An attorney spoke at the recent Phoenix Startup Week here and addressed this a bit. Basically, he said it doesn't matter EXCEPT ... be sure there's nothing in your Corp Articles or LLC papers or anything that would prevent the entity from being converted to a different entity and/or moved to another domicile. He said that for simplicity, you can work as a proprietorship, or even an LLC. But, he warned that if you find any investors, they'll probably want you to change to something else. Sure, lots of folks are incorporated in Nevada or Delaware, but you are going to go to wherever your investors want you to go, unless there's some overriding reason not to. In particular, he said Arizona is a BAD state to be incorporated in if you're going to get investors. Note that he didn't say NOT to incorporate in AZ, only that if you get any investors, expect them to require you to re-incorporate elsewhere.
In other words, don't expect a one-and-done approach, and ensure there's nothing in your paperwork that prevents that.
Beyond that, he recommended talking to a business attorney familiar with the needs of startups, and especially one who deals with investors.
Also, if you ARE planning on getting investors, then he suggested avoiding giving away some percentage ownership in the company, and instead always give away a certain number of shares.
So someone might come along and you decide you'll split the business 50/50, and write up something that says they own 50% of the business. You just screwed yourself, because investors will end up taking their equity out of the OTHER HALF, which is YOUR HALF.
That is, never EVER write up a document saying somebody has xx% of the business. NEVER!
That's because it's subject to dilution with every round of investment capital you take in.
This lawyer told us that scenario tends to be the most gnarly and upsetting to founders when it happens.
He also advised to have a solid Buy/Sell Agreement in place BEFORE you solicit investors. Especially if any of the founders is married and they live in a community property state.
(Imagine splitting a company 50/50 with someone who's married. They get divorced, and now their ex holds 25% of the company. You're about to close a $1M round of investment capital, and the ex is only interested in cashing-out.
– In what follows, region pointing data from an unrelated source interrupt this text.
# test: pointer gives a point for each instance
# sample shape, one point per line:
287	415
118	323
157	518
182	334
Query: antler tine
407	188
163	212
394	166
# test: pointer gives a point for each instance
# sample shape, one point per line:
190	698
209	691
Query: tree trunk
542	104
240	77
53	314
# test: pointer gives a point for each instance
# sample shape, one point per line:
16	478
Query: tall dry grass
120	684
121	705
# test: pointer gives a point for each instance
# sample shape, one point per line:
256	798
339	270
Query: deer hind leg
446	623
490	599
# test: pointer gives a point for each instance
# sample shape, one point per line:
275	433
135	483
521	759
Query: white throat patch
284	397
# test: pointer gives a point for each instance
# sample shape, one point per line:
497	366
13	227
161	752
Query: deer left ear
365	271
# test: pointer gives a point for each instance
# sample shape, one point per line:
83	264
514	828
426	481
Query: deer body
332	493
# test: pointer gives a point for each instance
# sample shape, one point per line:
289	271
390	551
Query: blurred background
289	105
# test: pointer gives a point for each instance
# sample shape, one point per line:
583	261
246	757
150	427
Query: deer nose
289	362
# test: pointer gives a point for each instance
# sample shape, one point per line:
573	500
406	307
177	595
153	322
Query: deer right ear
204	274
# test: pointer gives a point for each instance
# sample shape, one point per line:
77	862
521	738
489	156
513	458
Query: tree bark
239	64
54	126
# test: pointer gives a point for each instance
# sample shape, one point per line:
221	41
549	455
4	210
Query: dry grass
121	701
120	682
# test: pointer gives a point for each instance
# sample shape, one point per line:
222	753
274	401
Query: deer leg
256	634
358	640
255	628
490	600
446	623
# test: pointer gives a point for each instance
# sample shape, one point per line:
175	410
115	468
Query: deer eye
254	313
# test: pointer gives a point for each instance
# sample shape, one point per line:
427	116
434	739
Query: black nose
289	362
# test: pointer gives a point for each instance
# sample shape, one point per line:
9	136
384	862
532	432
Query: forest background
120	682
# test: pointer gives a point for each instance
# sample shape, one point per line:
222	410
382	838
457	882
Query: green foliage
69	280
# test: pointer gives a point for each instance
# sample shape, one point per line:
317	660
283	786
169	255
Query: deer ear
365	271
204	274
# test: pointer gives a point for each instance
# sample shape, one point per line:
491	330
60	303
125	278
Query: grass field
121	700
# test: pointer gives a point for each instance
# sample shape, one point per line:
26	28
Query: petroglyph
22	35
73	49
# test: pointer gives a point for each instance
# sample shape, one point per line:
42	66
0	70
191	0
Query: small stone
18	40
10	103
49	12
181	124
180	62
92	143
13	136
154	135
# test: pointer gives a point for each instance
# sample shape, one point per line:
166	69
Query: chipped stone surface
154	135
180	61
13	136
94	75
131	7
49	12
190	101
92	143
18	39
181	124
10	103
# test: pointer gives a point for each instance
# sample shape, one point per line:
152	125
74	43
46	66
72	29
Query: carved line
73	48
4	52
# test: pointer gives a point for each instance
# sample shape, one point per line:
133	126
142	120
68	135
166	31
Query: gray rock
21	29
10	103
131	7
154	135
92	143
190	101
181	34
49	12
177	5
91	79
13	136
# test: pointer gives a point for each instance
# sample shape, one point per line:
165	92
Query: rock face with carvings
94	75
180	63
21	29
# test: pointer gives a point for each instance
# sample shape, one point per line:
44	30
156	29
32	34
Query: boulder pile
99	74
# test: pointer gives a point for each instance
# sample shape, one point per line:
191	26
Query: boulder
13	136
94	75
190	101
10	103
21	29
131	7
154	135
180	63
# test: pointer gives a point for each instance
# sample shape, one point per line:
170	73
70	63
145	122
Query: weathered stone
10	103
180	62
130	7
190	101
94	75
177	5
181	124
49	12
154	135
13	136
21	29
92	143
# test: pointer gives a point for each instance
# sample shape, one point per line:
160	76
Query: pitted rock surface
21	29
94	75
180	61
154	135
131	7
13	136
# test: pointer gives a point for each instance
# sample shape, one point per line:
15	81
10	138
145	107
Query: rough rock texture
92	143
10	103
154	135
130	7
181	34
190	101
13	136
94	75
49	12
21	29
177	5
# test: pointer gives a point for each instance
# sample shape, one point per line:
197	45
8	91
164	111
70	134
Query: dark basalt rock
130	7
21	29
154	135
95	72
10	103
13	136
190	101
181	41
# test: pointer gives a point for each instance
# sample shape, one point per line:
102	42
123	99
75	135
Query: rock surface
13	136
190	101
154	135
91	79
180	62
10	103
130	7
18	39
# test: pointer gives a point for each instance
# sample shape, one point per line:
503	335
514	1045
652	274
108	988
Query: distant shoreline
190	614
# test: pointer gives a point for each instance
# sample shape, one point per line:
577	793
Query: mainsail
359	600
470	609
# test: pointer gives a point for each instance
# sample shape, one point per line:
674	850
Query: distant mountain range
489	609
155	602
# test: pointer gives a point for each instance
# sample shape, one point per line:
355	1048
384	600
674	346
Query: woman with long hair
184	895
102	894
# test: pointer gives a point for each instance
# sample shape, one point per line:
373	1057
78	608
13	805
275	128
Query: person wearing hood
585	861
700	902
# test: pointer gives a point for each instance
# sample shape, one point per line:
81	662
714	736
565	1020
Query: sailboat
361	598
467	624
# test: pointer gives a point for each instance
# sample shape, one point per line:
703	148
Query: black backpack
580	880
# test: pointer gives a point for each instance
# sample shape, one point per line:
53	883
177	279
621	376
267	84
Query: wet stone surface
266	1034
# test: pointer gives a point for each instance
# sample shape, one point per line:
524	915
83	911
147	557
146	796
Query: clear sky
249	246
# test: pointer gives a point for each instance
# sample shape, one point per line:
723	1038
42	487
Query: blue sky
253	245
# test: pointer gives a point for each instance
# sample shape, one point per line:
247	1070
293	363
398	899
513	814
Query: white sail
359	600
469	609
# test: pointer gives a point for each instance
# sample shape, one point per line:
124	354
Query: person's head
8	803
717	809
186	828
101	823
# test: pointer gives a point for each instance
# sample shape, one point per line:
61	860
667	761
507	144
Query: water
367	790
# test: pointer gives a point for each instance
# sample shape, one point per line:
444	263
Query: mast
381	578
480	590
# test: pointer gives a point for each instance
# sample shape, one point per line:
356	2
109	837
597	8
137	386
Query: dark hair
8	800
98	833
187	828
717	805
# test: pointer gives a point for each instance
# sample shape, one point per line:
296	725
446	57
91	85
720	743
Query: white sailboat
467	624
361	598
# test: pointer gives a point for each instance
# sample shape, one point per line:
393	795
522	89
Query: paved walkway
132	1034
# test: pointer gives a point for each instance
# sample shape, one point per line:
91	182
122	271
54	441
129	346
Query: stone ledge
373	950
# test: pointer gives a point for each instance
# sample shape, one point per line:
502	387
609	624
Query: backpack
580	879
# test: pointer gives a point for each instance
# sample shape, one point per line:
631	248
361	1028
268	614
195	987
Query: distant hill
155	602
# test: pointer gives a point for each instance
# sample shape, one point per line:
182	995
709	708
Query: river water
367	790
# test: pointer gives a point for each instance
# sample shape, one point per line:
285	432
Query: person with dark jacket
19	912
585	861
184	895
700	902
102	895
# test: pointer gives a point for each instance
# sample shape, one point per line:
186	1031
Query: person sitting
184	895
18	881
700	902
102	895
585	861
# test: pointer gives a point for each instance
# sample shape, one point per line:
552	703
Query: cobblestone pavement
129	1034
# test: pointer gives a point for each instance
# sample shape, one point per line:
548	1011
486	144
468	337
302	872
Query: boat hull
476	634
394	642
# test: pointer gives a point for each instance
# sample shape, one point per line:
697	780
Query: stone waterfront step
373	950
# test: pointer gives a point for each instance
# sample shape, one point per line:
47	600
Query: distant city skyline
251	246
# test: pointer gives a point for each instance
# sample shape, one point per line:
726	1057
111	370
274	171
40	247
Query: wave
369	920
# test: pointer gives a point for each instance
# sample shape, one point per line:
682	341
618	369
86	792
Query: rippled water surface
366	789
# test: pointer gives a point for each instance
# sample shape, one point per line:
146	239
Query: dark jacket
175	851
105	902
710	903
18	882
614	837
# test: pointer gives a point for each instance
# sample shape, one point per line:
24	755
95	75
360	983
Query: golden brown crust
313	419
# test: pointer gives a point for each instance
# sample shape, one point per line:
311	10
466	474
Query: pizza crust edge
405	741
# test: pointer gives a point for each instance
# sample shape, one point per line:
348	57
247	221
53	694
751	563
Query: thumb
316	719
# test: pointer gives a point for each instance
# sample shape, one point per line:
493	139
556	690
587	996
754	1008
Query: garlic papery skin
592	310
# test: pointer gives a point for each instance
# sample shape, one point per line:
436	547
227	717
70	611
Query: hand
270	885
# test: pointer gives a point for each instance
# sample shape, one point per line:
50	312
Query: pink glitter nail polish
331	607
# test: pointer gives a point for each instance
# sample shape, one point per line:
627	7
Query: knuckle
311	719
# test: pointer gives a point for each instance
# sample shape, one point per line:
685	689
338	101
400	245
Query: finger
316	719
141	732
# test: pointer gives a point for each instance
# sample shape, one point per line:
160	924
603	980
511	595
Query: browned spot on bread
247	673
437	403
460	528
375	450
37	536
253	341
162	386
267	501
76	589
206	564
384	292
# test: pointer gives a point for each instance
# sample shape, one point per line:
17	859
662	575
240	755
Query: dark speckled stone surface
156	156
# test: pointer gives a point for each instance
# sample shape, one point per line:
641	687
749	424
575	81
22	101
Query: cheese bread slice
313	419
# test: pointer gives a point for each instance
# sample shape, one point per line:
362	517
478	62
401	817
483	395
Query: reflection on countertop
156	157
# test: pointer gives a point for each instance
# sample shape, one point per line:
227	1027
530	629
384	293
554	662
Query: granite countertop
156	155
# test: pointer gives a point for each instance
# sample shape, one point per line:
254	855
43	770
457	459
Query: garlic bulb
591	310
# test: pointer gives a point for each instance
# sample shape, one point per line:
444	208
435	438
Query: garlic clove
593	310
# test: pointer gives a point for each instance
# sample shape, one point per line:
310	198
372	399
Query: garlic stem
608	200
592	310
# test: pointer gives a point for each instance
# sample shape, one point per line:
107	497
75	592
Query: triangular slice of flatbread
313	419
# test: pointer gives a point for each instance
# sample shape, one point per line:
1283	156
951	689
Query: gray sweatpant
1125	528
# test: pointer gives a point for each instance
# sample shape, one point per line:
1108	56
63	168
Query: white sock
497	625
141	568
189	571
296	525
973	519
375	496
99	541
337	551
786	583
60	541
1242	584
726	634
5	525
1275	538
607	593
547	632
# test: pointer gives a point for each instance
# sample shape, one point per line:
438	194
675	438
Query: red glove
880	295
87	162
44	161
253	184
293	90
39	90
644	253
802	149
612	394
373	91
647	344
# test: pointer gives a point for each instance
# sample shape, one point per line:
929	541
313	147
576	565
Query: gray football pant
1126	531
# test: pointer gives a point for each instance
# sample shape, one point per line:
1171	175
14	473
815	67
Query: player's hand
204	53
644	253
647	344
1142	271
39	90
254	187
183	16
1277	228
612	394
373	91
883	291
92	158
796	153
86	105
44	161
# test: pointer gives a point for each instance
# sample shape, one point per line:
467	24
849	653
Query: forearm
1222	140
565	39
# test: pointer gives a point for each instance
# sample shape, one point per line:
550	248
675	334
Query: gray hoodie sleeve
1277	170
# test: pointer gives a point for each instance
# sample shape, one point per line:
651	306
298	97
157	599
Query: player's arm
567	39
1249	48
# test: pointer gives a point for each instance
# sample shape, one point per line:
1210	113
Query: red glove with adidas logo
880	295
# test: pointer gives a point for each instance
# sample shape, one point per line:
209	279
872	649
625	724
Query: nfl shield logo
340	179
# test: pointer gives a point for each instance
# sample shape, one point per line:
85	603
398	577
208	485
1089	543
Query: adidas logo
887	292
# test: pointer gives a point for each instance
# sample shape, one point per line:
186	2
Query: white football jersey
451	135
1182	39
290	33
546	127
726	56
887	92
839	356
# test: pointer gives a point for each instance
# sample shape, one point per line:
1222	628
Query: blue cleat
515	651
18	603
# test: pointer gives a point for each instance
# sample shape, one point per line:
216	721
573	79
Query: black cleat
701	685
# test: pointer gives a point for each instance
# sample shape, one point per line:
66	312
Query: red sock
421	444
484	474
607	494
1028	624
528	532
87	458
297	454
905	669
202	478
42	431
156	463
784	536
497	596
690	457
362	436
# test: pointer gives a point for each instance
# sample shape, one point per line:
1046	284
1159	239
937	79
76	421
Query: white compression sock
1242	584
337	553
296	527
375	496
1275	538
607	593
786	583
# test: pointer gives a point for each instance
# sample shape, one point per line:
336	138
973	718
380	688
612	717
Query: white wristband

You won't get a dime from the investors if 25% of it is going to an ex right off the top who'll end up tying the business up in a lawsuit if the deal closes.)
Instead of allocating percentage
of stock, come up with some way to allocate equity based on value contributed, such as what's described in the book Slicing Pie
. This approach has you divvy up the equity proportional to the value each person has contributed since the last valuation event occurred.